Tráfico humano em questão no Brasil

Enviada em 19/11/2021

A Constituição federal de 1988 prevê, em seu artigo 6º, o direito à segurança e ao bem-estar como inerentes a todos os cidadãos brasileiros. No entanto, tal prerrogativa não tem se reverberado com ênfase na prática ao se analisar o tráfico humano vigente no país com fundamento na negligência estatal e fomentado pelo silenciamento social, o que torna necessária a análise dos fatores que favorecem esse quadro.
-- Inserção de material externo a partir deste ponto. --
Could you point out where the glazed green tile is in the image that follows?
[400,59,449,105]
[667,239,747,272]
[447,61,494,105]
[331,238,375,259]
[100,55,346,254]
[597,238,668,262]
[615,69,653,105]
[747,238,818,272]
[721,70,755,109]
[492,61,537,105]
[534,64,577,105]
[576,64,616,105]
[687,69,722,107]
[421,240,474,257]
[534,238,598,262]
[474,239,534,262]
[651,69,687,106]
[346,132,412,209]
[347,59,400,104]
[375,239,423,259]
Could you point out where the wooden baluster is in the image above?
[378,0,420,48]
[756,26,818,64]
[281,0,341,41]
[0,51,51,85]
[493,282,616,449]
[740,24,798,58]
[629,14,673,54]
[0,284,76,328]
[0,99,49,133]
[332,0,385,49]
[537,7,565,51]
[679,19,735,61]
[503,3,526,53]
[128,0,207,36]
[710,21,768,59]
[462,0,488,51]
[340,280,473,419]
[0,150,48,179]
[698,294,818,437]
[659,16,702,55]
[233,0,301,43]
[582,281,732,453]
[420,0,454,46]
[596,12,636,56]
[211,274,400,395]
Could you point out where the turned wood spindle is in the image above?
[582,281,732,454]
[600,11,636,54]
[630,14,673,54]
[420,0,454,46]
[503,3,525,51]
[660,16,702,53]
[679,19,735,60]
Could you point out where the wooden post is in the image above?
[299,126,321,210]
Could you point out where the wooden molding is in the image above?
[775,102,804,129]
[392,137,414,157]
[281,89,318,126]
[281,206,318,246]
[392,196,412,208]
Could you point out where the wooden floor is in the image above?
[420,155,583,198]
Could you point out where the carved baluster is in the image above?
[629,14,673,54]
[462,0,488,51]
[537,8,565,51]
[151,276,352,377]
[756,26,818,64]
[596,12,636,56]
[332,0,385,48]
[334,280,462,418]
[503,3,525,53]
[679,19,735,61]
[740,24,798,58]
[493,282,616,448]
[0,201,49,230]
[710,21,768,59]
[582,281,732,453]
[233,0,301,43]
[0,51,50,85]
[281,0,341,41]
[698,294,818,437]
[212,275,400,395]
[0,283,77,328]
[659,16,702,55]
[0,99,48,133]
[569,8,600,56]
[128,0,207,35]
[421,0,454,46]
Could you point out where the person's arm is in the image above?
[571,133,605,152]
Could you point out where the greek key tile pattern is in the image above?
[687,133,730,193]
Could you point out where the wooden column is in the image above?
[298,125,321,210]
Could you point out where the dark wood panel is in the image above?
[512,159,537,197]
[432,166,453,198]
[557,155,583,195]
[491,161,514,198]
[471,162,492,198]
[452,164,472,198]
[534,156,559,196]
Em primeira análise, é determinante apontar a falibilidade estatal como impulsionadora do tráfico humano no Brasil. Nesse sentido, a segurança é fundamental para que a sociedade possa usufruir de seus direitos legislativos, mas que são violados caso o sequestro e o tráfico seja praticado na sociedade, o que infelizmente acontece no país. Isso, de acordo com o filósofo contratualista John Locke, configura-se como quebra do “contrato social”, uma vez que o Estado não cumpre sua função na garantia de direitos básicos a população, como a segurança e o bem-estar.

Ademais, é fulcral pontuar o silenciamento social como promotor do problema. Seguindo essa ótica, Frida Kahlo, importante pintora mexicana, ao pintar o seu autorretrato de diversas maneiras e estilos, mostrou a importância de se debater constantemente  determinados assuntos, para que suas causas e consequências possam ser evidenciadas. Contudo, isso não ocorre na sociedade brasileira, haja vista que os brasileiros não debatem com a constância necessária em busca de combater o tráfico de pessoas no Brasil, o que acaba dificultando a erradicação dessa problemática. Logo, é inadmissível que esse cenário continue a perdurar.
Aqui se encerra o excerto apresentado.